Pada tahun 1969 dilakukan penelitian sistem bagi hasil atas bantuan Peneliti Jerman dalam Proyek Pertanian Makmur di Klaten, Jawa Tengah. Studi pembandingnya dilakukan di Desa Sukoharjo di dekatnya. Padahal sebenarnya Undang-Undang Agraria Tahun 1990 mengharuskan mengolah sendri tanah pertanian. Sensus pertanian tahun 1963 memperlihatkan bahwa pengolah tanah oleh orang lain berjumlah 17%, sedangkan khusus untuk daerah Jawa Tengah berjumlah 24%. Perbedaan data untuk jumlah sistem garap dan sistem bagi hasil disebabkan oleh statistik pertanian di Indonesia yang jauh dari memadai.
            Buruh dengan upah hasil bumi, buruh tani garapan dan buruh bagi hasil berperan penting dalam pertanian di Indonesia dan di daerah-daerah lainnya di Asia Tenggara. Hingga saat ini belum ada kejelasan informasi mengenai perubahan kualitatif bagi hasil, bentuk khusus kerja upahan dan garapan telah meningkat dengan pesat dibandingkan pada awal abad ini. Sistem garapan yang terus meningkat merupakan tanda semakin meningkatnya jumlah penduduk tani yang menganggur. Kurangnya modal dan tawaran berlebihan akan sarana produksi berupa tenaga kerja, menyebabkan timbulnya sistem bagi hasil dan hubungan kerja dasar bagian yang sedikit bagi penggarap dalam mengolah lahannya.
            Salah satu ciri khas usaha pertanian adalah skala usaha yang kecil. Usaha ini dibebani oleh besarnya bagian penyediaan sendiri sarana produksi yang diperlukan untuk mengelola lahan. Hal ini diperparah dengan penghancuran beberapa usaha perkebunan Belanda pada masa kependudukan Jepang (1942-1945) yang mengakibatkan banyak terjadi pemberontakan selama beberapa tahun setelah perang. . Padahal sistem ibagi hasil ni berakar dari masa penjajahan yang bermula pada hukum pemilikan tanah feodal kerajaan di Surakarta dan Yogyakarta. Sistem ini mensyahkan hak pemilikan kaum bangsawan terhadap apa saja yang ada di dalam daerah kekuasaannya.

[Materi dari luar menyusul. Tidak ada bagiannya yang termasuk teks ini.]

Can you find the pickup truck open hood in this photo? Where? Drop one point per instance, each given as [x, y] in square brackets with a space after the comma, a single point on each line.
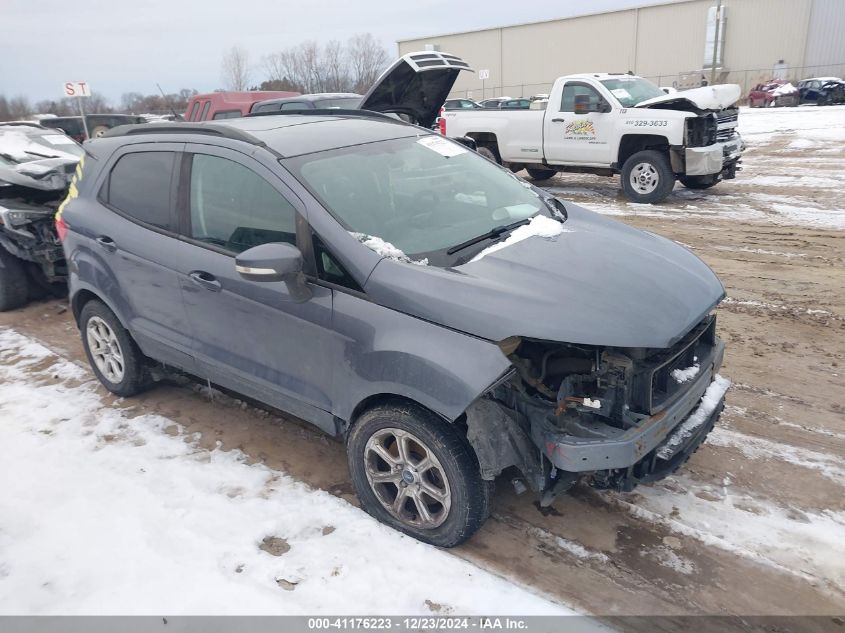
[415, 85]
[705, 98]
[598, 283]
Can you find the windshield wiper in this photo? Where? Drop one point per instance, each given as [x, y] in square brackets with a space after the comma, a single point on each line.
[496, 231]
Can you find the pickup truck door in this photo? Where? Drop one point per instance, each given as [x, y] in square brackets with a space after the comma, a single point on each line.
[584, 138]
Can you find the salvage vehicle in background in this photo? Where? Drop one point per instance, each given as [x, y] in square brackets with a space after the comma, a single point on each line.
[776, 93]
[822, 90]
[229, 105]
[36, 167]
[394, 288]
[323, 100]
[611, 124]
[97, 124]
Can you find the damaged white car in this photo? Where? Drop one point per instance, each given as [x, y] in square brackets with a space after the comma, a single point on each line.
[36, 167]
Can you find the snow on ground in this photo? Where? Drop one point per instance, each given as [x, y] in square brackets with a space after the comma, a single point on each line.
[793, 171]
[103, 513]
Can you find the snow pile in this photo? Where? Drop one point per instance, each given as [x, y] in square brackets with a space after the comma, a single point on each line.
[386, 249]
[709, 401]
[684, 375]
[103, 513]
[539, 226]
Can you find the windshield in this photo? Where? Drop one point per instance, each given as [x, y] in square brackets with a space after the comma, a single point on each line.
[630, 91]
[421, 194]
[22, 147]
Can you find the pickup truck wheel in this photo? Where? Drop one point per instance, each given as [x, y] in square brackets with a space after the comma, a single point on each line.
[113, 355]
[647, 177]
[699, 182]
[489, 154]
[417, 473]
[14, 285]
[540, 174]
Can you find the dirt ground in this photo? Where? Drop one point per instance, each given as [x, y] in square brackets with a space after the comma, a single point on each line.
[753, 524]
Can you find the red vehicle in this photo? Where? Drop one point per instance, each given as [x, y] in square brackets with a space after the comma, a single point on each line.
[775, 93]
[229, 105]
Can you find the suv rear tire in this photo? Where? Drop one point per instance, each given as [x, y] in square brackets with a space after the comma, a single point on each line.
[14, 285]
[113, 355]
[647, 177]
[444, 502]
[540, 174]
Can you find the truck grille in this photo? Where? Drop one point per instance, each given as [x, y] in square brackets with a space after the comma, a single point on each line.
[726, 123]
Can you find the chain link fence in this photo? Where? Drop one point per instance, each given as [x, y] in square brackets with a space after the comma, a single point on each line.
[747, 79]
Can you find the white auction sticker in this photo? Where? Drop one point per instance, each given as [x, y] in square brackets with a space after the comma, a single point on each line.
[441, 145]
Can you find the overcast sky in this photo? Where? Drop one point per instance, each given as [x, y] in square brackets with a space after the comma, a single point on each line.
[119, 46]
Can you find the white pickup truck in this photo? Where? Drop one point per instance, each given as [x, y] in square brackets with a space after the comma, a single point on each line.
[611, 124]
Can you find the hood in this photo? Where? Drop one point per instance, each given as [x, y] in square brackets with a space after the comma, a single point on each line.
[416, 84]
[705, 98]
[50, 174]
[598, 283]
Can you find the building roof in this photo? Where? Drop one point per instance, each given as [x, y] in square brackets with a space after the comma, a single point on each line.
[656, 3]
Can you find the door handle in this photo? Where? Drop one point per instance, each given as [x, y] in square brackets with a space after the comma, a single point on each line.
[107, 243]
[206, 280]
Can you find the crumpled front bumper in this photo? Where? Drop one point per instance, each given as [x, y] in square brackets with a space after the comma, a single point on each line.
[712, 159]
[626, 447]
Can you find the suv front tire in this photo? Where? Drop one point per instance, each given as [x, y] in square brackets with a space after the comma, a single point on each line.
[113, 355]
[415, 472]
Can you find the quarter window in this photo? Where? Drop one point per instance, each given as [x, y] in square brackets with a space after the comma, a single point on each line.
[234, 208]
[139, 186]
[570, 91]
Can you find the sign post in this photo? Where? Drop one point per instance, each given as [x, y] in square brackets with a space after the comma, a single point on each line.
[79, 89]
[483, 75]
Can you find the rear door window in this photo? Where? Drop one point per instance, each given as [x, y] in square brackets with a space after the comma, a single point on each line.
[139, 187]
[234, 208]
[571, 90]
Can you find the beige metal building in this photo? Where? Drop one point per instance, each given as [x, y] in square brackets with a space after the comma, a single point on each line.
[670, 43]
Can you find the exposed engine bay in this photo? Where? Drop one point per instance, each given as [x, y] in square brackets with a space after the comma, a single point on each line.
[598, 412]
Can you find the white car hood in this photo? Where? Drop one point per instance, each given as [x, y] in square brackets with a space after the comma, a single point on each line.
[716, 97]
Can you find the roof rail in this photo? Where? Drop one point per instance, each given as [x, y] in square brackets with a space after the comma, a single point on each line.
[370, 114]
[178, 127]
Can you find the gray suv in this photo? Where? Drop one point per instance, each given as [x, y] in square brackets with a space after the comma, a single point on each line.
[443, 317]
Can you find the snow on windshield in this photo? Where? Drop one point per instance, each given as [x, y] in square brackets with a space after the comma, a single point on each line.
[386, 249]
[539, 226]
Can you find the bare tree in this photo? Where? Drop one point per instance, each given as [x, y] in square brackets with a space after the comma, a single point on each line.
[235, 69]
[367, 59]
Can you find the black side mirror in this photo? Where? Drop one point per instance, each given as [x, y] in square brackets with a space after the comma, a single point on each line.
[270, 262]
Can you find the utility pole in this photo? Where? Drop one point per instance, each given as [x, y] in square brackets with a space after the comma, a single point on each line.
[715, 42]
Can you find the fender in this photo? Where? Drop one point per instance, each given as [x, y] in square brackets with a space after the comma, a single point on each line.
[388, 352]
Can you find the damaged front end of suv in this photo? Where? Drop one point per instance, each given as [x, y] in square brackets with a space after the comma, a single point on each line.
[614, 417]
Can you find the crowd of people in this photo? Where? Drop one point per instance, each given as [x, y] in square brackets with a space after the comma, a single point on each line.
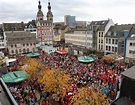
[99, 75]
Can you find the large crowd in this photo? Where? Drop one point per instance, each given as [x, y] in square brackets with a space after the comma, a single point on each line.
[100, 74]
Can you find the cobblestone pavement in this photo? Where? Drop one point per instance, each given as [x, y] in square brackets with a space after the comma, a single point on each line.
[51, 102]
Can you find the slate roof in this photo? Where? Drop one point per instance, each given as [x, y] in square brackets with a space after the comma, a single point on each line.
[114, 30]
[33, 23]
[13, 26]
[6, 97]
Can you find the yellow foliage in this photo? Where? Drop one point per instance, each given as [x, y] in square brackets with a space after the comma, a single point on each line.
[86, 96]
[55, 80]
[31, 66]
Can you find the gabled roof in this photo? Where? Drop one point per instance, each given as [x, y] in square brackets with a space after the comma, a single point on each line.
[31, 23]
[43, 21]
[13, 26]
[114, 30]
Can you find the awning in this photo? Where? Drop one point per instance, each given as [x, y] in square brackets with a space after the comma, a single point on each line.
[32, 55]
[85, 59]
[62, 51]
[14, 77]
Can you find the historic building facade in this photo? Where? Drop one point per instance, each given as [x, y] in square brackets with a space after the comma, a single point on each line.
[44, 27]
[21, 42]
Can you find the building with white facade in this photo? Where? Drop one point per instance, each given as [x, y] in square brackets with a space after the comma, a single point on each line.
[130, 47]
[80, 38]
[115, 39]
[2, 41]
[70, 21]
[19, 42]
[44, 27]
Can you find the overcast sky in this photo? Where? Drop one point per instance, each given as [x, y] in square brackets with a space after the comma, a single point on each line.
[120, 11]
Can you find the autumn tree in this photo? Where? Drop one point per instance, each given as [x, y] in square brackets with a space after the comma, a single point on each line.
[86, 96]
[55, 80]
[32, 66]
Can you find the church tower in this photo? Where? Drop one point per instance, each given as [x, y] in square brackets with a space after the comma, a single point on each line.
[40, 15]
[49, 13]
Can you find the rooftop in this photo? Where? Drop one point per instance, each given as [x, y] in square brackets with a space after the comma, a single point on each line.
[5, 96]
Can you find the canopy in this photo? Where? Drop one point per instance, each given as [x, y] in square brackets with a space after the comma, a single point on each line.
[129, 73]
[85, 59]
[14, 77]
[32, 55]
[61, 51]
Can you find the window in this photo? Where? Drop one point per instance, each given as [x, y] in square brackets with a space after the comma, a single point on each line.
[106, 47]
[116, 41]
[20, 50]
[16, 51]
[115, 49]
[102, 34]
[12, 51]
[27, 49]
[101, 47]
[99, 34]
[11, 46]
[112, 41]
[106, 40]
[102, 41]
[112, 49]
[109, 48]
[109, 41]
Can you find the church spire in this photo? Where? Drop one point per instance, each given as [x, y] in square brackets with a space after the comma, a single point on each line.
[39, 6]
[40, 15]
[49, 13]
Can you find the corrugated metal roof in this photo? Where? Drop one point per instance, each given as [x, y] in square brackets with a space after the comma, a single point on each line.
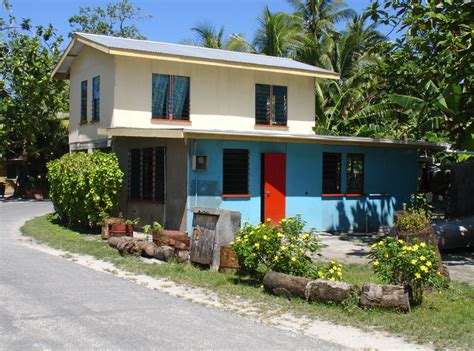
[197, 52]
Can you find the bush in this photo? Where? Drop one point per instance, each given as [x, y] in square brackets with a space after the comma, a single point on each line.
[411, 264]
[284, 248]
[84, 187]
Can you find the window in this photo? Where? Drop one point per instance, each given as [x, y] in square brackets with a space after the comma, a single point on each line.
[331, 173]
[236, 172]
[84, 101]
[355, 174]
[170, 97]
[96, 98]
[147, 174]
[271, 105]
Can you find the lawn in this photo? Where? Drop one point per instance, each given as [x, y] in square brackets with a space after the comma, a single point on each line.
[445, 320]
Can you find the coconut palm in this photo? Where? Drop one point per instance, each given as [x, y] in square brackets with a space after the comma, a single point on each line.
[279, 34]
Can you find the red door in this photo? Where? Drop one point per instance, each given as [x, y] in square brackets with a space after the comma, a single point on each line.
[274, 187]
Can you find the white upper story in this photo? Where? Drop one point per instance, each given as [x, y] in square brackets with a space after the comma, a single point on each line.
[118, 83]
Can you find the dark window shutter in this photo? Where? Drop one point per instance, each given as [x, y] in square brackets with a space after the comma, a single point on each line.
[236, 171]
[331, 173]
[135, 173]
[355, 174]
[160, 174]
[262, 104]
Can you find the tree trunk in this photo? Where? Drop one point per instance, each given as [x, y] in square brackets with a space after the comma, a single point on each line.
[387, 296]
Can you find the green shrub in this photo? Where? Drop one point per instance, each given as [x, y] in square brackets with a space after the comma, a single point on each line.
[412, 264]
[84, 187]
[284, 248]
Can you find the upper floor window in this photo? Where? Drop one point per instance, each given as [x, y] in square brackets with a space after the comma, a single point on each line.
[84, 101]
[331, 173]
[236, 172]
[271, 105]
[355, 174]
[96, 98]
[147, 174]
[170, 97]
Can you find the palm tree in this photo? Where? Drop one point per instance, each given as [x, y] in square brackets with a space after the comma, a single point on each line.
[279, 34]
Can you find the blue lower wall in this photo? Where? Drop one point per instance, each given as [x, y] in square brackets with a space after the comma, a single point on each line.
[389, 171]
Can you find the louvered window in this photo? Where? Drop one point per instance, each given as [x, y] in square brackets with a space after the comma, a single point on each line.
[271, 105]
[236, 172]
[84, 101]
[355, 174]
[331, 173]
[170, 97]
[147, 174]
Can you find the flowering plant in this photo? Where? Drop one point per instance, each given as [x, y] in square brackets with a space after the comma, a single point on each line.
[413, 264]
[283, 248]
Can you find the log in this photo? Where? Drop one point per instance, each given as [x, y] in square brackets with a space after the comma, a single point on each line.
[164, 253]
[327, 290]
[285, 285]
[386, 296]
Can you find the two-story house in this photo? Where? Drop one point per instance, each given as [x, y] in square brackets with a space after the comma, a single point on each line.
[197, 127]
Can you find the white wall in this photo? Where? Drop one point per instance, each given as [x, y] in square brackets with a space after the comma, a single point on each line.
[221, 98]
[88, 64]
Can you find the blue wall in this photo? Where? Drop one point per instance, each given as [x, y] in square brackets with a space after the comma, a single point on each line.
[390, 171]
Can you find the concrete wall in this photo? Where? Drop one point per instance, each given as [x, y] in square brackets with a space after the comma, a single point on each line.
[171, 213]
[88, 64]
[221, 98]
[387, 171]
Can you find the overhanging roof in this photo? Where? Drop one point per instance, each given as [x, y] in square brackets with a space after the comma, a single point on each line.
[183, 53]
[189, 133]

            Si penggarap terutama berasal dari kelompok sosial pedesaan bawah, yaitu (Pe)tani setengah kenceng, (Pe)tani ngindung, (Pe)tani templek, dan (Pe)tani tlosor.  Kebanyakan dari mereka hanya memiliki peralatan sederhana, sedangkan kepemilikan hewan pembajak seperti kerbau hanyalah identitas pemimpin desa yang merupakan kelas atas desa sebenarnya di pedesaan Jawa Tengah. Kelompok sosial desa (pe)tani kenceng dan (pe)tani gundul memiliki tanah pribadi yang lebih luas dari tanah desa.        Adapun bentuk-bentuk dasar bagi hasil yang banyak digunakan, yaitu sistem maro, sistem mertelu, dan sistem mrapat. Yang banyak dipakai adalah sistem maro (garap separuh, agi separuh). Sebagai ukuran dasar perbandingan bagi hasil adalah kualitas tanah, letak tanah, dan sebagainya. Juga bagian penyediaan sarana produksi seperti bibit, pupuk, ternak pembajak, dan sebagainya merupakan kriteria selanjutnya. Banyak kasus dimana penggarap dibebankan semua kerja dan ongkos produksi tersebut. Apalagi diperburuk dengan adanya sromo, pembayaran tambahan uang oleh penggarap kepada pemilik tanah sebelum memulai penggarapan. Tidak ditemukan bentuk penambahan imbalan sromo lainnya dari penggarap kepada pemilik tanah, seperti memberikan tenaga (J.Kohler). Termasuk pula di dalamnya kebanyakan ongkos untuk upacara tanam dan panen. Hal yang sama juga terjadi pada daerah tetangga di Sukoharjo.
            Penghapusan situasi buruk sistem bagi hasil ini harus dilakukan, karena berdampak pada landasan eksistensi juga mempertahankan kemiskinan.  Pelaksanaan perubahan Undang-Undang Agraria tahun 1960 dapat menjadi langkah awal yang mengantarkan ke proses perubahan sosial yang lebih baik.